Kurikulum dan Akreditasi

• Pada periode 2006-2010 di lingkungan sekolah-sekolah anggota dalam binaan DIKTI semakin banyak yang menyadari kepentingan akreditasi BAN-PT.

• Sekolah-sekolah yang berada di dalam binaan DBK Kemenag, tanpa mereka sadari, masih berada dalam era 1990-an yang sudah dilewati oleh PERSETIA (masih menggunakan KSM atau Kurnas, mengikuti ujian negara, dan diakreditasi oleh DBK Kemenag).

Kurikulum dan Akreditasi

• Kurikulum Inti dan Kurikulum Institusional, masih diberlakukan pada beberapa sekolah anggota hingga pada periode 2010-2014.

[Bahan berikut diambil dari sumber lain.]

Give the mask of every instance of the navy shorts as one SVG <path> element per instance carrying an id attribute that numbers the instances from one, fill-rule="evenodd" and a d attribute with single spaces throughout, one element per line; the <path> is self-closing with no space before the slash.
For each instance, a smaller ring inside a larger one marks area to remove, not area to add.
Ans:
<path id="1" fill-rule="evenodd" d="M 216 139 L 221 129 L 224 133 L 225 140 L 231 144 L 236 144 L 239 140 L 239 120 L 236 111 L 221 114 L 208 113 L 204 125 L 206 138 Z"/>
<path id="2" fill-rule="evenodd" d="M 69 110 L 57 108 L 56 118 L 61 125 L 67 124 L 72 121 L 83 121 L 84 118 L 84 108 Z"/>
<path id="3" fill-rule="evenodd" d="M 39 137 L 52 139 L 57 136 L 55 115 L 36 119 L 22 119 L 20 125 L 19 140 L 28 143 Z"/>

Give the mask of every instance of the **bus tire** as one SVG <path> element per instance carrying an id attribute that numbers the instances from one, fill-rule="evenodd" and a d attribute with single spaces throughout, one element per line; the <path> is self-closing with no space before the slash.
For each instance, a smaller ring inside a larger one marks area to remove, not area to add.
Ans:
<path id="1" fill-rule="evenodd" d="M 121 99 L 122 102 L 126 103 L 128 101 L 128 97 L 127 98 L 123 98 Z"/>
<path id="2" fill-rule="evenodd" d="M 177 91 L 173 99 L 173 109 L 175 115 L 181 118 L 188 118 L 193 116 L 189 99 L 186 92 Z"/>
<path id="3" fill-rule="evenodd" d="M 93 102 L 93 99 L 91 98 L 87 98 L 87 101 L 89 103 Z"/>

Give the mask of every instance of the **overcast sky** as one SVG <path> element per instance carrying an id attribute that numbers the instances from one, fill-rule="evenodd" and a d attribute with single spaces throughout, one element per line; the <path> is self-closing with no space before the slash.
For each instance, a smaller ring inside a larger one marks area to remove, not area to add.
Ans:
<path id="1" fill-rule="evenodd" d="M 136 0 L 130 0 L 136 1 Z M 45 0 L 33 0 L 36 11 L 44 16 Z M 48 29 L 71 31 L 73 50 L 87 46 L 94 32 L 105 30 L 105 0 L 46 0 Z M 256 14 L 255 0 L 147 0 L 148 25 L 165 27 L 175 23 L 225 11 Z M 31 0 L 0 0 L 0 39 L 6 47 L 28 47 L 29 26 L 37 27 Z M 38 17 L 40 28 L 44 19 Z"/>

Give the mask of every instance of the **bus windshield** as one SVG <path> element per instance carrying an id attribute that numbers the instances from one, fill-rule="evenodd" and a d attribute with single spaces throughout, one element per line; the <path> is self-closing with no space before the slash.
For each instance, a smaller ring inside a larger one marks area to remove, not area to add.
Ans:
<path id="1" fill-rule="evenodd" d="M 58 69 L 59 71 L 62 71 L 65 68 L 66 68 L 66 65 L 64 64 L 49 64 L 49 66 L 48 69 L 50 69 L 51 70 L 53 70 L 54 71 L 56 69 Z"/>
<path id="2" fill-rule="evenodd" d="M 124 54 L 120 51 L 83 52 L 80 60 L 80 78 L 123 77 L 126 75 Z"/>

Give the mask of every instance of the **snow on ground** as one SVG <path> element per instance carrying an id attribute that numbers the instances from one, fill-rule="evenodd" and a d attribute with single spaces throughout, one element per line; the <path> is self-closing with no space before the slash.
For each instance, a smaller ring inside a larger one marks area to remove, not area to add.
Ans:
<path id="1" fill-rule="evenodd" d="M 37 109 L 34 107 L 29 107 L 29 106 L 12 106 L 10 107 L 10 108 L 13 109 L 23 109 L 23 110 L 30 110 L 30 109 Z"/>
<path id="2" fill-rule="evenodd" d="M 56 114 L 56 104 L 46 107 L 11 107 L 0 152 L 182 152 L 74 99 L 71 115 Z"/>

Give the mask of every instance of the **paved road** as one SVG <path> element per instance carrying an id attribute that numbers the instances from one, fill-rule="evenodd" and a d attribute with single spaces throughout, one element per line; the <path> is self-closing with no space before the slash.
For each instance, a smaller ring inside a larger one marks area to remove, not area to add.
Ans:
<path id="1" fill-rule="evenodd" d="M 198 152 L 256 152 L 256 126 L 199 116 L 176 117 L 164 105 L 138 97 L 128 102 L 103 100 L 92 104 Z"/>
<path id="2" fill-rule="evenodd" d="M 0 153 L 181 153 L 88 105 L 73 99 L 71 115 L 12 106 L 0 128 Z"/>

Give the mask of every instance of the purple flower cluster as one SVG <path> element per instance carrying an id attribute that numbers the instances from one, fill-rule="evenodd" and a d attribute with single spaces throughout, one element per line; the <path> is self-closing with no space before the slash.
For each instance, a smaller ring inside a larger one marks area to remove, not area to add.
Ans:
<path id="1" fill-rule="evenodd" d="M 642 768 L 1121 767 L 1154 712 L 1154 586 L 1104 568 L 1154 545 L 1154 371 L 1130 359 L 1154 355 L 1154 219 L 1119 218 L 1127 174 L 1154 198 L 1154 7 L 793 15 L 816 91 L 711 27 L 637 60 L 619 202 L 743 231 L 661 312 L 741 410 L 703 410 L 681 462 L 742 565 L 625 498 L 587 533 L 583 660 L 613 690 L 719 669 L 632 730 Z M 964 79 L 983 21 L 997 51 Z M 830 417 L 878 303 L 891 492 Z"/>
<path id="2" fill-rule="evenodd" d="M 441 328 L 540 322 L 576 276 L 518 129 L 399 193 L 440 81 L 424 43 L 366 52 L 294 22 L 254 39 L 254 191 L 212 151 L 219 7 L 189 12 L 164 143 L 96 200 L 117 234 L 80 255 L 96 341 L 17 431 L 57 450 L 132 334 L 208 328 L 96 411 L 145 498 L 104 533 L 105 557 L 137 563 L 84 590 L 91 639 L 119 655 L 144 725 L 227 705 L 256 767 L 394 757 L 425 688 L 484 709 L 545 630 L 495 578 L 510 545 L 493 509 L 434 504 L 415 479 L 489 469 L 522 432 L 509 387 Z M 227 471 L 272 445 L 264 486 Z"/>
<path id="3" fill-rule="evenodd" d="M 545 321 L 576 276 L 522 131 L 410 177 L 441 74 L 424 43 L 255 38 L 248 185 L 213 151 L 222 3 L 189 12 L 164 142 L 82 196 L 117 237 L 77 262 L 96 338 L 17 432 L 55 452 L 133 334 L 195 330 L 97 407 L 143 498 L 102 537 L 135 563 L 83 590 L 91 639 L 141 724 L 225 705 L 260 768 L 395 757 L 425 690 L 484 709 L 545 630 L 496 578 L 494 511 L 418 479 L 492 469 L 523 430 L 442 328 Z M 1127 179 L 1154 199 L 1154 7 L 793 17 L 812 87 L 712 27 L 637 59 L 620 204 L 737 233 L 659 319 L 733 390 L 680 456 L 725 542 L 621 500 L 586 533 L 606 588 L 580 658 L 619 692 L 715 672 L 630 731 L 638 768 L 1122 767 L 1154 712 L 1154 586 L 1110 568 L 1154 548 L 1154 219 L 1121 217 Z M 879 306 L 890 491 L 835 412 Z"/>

• Borang BAN-PT versi 2009 berbeda dengan borang sebelumnya, sehingga tidak lagi dibutuhkan keseragaman kurikulum sebagaimana sebelumnya.

• Pengalaman sekolah-sekolah kita yang terakreditasi BAN-PT dan ATESEA menunjukkan bahwa hal yang penting adalah kemampuan sekolah-sekolah kita untuk melakukan penjaminan dan peningkatan mutu pendidikan teologi.

Kurikulum dan Akreditasi

• Baik dan buruknya negara menentukan kelayakan mutu sekolah-sekolah teologi:

- Sekolah yang diselenggarakan secara tidak bertanggungjawab harus ditutup/dibubarkan

- Sekolah-sekolah yang baik, namun masih muda/baru, harus berjuang sangat keras untuk mencapai standar minimal yang dituntut.

- Sekolah teologi bisa berdiri sejajar dengan semua pendidikan akademis lainnya.

• …

Kurikulum dan Akreditasi

• Baik dan buruknya pendidikan teologi menjadi pendidikan non-gelar (tidak membutuhkan akreditasi) atau non-formal:

- Bahkan untuk pendidikan non-formal juga harus diakreditasi (oleh BAN-Pendidikan Non-Formal)

- …

Mainstreaming Pendidikan Tinggi Teologi

• Pendidikan Tinggi Teologi tidak dapat kembali ke era 1970an. Sekolah teologi masih sedikit dan kontrol dari negara sangat minimal.

• Kebutuhan dan tuntutan gereja dan masyarakat sudah berbeda dengan era 1970an, demikian juga dengan profil lulusan yang dibutuhkan berubah.

• Teologi sebagai ilmu yang hidup dan aktual, harus selalu berdialog dengan ilmu lainnya. Hal ini dimungkinkan dengan proses mainstreaming.

Arah PERSETIA

• Bersama-sama belajar dan mengembangkan program untuk peningkatan kualitas pendidikan sekolah-sekolah anggota.

• Memelihara dan membangun jejaring yang luas dengan asas saling mendukung dan memberdayakan.

• Mendorong partisipasi dan kerjasama di antara dan antar anggota.